BEAT GENERATION : LE TEMPS DES REBELLES

EXPOSITION

 

“The so-called « Beat Generation » was a whole bunch of people of all different nationalities who came to the conclusion that society sucked”
– Amiri Baraka

 

 

Il était une fois un monde pas très Rock’n roll, sans drogue, et presque sans sexe… Un monde où les garçons à cheveux courts n’embrassaient jamais les filles dès la première fois. Un monde où chacun devait respecter les normes. Et puis un jour émergea une nouvelle culture ; une contre-culture radicalement opposée aux valeurs de la bonne société : la Beat Generation.

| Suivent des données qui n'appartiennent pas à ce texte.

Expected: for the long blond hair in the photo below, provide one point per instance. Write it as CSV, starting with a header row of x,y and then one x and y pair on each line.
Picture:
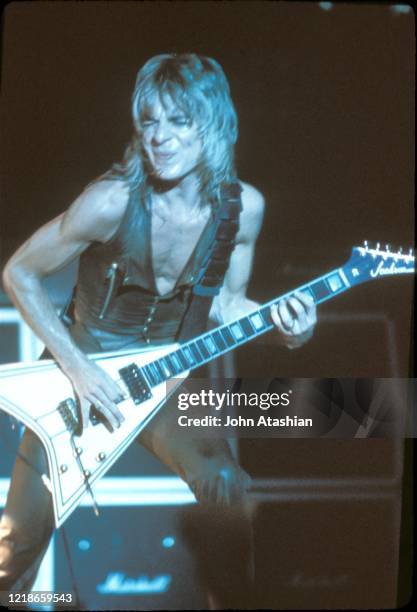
x,y
198,86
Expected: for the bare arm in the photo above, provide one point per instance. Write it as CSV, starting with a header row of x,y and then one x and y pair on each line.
x,y
294,318
94,216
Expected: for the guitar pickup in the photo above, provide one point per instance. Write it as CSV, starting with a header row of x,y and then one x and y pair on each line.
x,y
69,413
136,383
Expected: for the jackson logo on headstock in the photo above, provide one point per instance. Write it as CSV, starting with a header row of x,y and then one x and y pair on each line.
x,y
393,268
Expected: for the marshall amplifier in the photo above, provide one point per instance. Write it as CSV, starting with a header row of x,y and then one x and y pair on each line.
x,y
131,558
328,552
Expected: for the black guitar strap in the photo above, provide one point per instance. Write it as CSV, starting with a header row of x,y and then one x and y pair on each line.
x,y
215,263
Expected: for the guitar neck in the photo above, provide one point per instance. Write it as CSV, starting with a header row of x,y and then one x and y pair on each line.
x,y
221,340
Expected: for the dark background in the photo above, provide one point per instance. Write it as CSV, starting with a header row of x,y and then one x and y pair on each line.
x,y
325,100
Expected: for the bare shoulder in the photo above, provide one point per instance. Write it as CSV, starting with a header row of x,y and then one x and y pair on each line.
x,y
251,218
98,210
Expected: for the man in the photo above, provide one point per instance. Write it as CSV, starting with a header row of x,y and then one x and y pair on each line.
x,y
140,232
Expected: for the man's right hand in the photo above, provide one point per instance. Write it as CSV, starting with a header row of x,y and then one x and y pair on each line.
x,y
94,387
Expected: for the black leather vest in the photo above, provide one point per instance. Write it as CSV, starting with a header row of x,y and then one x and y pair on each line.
x,y
116,289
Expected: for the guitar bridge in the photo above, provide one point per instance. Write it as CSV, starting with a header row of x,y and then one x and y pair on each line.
x,y
136,383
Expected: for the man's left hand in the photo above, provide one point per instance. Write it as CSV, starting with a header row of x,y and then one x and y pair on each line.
x,y
295,318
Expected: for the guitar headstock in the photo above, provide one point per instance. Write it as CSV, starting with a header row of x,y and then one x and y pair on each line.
x,y
367,263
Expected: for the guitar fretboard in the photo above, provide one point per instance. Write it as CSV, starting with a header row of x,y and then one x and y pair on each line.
x,y
219,341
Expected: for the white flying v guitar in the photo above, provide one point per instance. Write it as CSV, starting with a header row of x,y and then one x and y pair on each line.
x,y
41,397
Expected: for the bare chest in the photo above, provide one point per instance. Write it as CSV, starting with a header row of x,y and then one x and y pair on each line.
x,y
172,244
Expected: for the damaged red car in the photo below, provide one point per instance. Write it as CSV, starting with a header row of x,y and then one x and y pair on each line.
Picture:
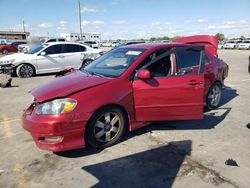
x,y
126,89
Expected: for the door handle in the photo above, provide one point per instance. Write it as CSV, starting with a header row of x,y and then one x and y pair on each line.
x,y
194,82
208,69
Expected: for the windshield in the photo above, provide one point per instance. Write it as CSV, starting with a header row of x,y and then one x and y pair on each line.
x,y
36,49
114,63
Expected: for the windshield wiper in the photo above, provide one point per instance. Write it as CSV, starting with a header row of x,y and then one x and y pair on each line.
x,y
93,73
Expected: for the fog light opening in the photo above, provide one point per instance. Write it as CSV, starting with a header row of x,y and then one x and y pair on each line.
x,y
53,139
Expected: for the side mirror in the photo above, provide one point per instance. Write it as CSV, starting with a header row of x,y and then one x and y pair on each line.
x,y
43,53
143,74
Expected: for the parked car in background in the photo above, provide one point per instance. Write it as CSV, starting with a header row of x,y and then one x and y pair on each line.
x,y
11,47
106,44
244,45
48,58
3,41
221,44
26,47
92,44
125,89
233,44
116,44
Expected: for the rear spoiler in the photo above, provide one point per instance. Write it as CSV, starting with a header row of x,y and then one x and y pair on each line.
x,y
209,42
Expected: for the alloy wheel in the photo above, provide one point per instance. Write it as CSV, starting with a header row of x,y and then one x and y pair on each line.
x,y
215,95
107,127
26,71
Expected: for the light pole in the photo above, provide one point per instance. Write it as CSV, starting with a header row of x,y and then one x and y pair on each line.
x,y
23,27
80,18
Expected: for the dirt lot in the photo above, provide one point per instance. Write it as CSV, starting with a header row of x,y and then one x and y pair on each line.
x,y
168,154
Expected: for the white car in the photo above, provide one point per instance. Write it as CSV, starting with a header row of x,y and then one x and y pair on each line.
x,y
233,44
48,58
245,45
92,44
106,44
24,48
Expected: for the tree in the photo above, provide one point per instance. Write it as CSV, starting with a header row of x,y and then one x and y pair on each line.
x,y
220,36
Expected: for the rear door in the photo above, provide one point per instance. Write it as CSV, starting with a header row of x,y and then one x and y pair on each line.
x,y
73,55
169,95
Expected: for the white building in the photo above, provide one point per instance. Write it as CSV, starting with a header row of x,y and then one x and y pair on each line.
x,y
85,36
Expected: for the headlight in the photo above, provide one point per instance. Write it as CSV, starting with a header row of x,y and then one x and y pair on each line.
x,y
7,61
57,106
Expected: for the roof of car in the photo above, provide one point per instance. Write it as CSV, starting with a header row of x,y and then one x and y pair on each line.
x,y
155,45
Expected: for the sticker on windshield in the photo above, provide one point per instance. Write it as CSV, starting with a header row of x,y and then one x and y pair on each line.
x,y
133,53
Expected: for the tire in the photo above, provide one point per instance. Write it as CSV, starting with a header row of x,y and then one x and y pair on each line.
x,y
106,127
86,62
5,52
25,71
214,96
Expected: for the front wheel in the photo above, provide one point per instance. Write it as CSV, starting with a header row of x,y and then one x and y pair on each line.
x,y
213,96
25,71
86,62
106,127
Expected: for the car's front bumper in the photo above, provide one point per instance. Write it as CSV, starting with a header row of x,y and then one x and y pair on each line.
x,y
7,69
228,47
44,128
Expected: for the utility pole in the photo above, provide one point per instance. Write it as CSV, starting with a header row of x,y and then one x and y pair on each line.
x,y
23,27
80,18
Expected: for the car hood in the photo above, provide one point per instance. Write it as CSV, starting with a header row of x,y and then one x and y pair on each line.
x,y
66,85
17,57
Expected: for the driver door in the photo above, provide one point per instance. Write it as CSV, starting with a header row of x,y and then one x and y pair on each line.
x,y
170,96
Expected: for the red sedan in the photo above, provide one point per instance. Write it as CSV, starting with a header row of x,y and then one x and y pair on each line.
x,y
5,49
125,89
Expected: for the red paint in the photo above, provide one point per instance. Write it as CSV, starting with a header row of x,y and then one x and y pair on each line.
x,y
144,100
143,74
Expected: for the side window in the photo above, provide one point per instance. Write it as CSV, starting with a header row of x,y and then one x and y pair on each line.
x,y
55,49
161,67
187,58
70,48
51,40
82,49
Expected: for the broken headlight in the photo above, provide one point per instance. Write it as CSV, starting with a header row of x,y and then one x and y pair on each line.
x,y
57,106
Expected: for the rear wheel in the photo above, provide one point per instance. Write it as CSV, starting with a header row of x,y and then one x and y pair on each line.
x,y
214,96
86,62
106,127
25,71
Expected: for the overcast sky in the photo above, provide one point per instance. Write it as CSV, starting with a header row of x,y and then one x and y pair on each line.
x,y
128,19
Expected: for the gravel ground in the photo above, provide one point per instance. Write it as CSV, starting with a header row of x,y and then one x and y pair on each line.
x,y
167,154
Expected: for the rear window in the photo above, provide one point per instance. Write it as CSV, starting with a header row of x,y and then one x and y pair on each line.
x,y
69,48
187,58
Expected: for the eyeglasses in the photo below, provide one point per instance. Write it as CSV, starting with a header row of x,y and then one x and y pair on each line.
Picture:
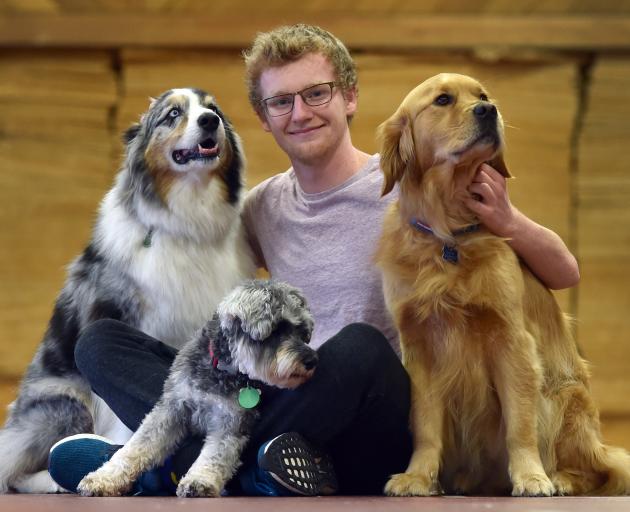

Aux États-Unis au lendemain de la Seconde Guerre mondiale et aux premiers jours 
de la Guerre Froide, l’émergence de ce mouvement littéraire et artistique  « scandalisa » l’Amérique puritaine 
et maccarthysme, préfigurant la libération culturelle, sexuelle et le mode de vie de la jeunesse des années 60. D’abord perçus par la culture dominante comme des rebelles subversifs, les beats apparaissent aujourd’hui comme les acteurs d’un mouvement culturel parmi 
les plus importants du 20è siècle, que le Centre Pompidou (Paris) se propose de traverser 
en le replaçant dans un horizon élargi, de New York à Los Angeles, de Paris à Tanger.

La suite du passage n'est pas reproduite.